Stencil artist John Koleszar asked me polemically at the Melbourne Stencil Festival, “Why are there so few stencil artist in the big galleries?” and then mentioned some exhibition in a US public gallery where the artist had displayed no skill, technique or imagination.
Stencil artists reject of the mainstream contemporary art institutions (galleries and art schools). Banksy even played pranks on them. The typical stencil artist has a commercial art background. There is a lot of pride in the street art world for skill and technical ability. Koleszar’s own experience as a commercial printer provided many of the technical concepts, like registration marks, necessary for stencil art.

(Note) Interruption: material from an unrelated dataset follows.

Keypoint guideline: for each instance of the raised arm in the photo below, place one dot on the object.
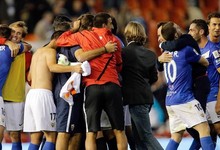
(183, 41)
(56, 68)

Banksy is not an art school drop out. Ha Ha was a security guard before he was a street artist. Street art, unlike punks, have few art school connections and was, therefore alienated from the art institutions both personally and geographically. Unlike punk, street artists were not trained in the current art theories and so did not provide a reflection of them in their work.
Punks were inspired by Gustav Metzger’s destructive art and other modern art. Early The Clash performed in Pollock inspired paint splattered overalls. Punk’s do-it-yourself no skills required attitude was the culmination of generations of modern artists seeking inspiration in the primitive, the child-like and the street. And punk created another generation of artists, like Judy Watson, who aspired to bad painting and art that looked crude and unskilled.
Street art and stencil art is, in part, a reaction against punk; even if Malcolm McLaren had a hand in marketing both the Sex Pistols and Buffalo Gals. There are so many contrasts between punk and hip-hop: aesthetic, social and commercial.
Although some street artists have successfully bridged the gap between the street and art galleries most do not attempt this. About half of street artists are anonymous even to their peers; Russell Howze said that he was only able to credit about half of the artists whose work appears in his book Stencil Nation. Even successful street artists will use alternative methods of selling their art (e.g. internet sales) and, alternative products and multi-level marketing (e.g. t-shirts, limited editions vinyl toys and original art). And the major art galleries are institutionally unused to dealing with alternate marketing and prefer to look at art school graduates exhibiting at established commercial galleries.